Con Paganini il soggetto crea il contesto e la personalità musicale non emerge più “nonostante” o “grazie” ai vincoli formali imposti ma in quanto li trascende e li riformula. Assistiamo a inauditi “salti di natura” rispetto al concetto di “tradizione”. Con Paganini apprezziamo la Modernitas nella sua essenza di “barocco anarchico”, quale cioè percorso fluido che scioglie la distinzione fra esistenza e produzione artistica, quale metodo inquieto di contrattazione fra mercato e solitudine dell’anima. La musica si fa percorso iniziatico che prepara e produce i propri ascoltatori guidandoli attraverso un andamento spiraliforme di andata e ritorno rispetto ad un unità non solubile di emozione e di artificio. Nella modernità che inventa “lo stile”, cioè la “moda” e la serialità quale maschera dell’arte, Paganini resta inimitabile e sconfigge la “tecnica” in modo paradossale, portandola cioè al parossismo, come la lancia di Achille che poteva curare le ferite che produceva, riportando la “maschera” alla sua originale fedeltà fatta di cera.
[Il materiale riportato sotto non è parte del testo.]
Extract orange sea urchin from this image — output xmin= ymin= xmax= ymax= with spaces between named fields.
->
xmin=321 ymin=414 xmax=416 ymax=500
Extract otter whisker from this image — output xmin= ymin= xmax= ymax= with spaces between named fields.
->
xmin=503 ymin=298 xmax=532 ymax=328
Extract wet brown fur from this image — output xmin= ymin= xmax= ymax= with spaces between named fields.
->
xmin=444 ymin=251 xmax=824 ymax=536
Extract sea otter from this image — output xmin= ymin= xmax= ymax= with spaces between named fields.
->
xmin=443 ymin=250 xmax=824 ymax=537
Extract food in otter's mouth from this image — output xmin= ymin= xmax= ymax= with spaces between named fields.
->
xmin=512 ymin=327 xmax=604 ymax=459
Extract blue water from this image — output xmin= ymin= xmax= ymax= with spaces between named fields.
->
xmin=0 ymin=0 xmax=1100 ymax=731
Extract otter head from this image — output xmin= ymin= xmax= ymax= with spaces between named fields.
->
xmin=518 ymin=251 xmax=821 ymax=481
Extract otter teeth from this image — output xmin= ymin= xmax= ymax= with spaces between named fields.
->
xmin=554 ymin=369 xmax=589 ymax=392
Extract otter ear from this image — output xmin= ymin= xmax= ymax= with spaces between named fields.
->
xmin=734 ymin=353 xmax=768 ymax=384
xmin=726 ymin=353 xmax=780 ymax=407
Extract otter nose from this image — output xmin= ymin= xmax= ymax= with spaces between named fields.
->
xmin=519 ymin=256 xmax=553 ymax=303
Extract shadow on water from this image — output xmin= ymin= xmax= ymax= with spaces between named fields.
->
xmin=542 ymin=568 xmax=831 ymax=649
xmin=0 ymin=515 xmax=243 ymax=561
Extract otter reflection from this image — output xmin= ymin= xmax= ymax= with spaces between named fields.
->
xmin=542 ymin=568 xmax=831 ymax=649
Il proprio “vestito” espressionista custodisce a dovere la profondità della sua anima. La modesta ma, penso, utile morale di conclusione di questa “riflessione ad alta voce” ribadisce la necessità di riscoprire con occhi nuovamente vergini (è infatti la sua musica anche “visiva”) la grandezza di questo genio di tutti i tempi, la cui sensibilissima umanità forse talvolta è sfuggita ai più, celandosi timidamente fra aeree tempeste di semibiscrome e a tratti giocando a nascondino appena dietro al procurato incanto per i suoi arabeschi pindarici, dannunziani, vertiginosi. Abissali.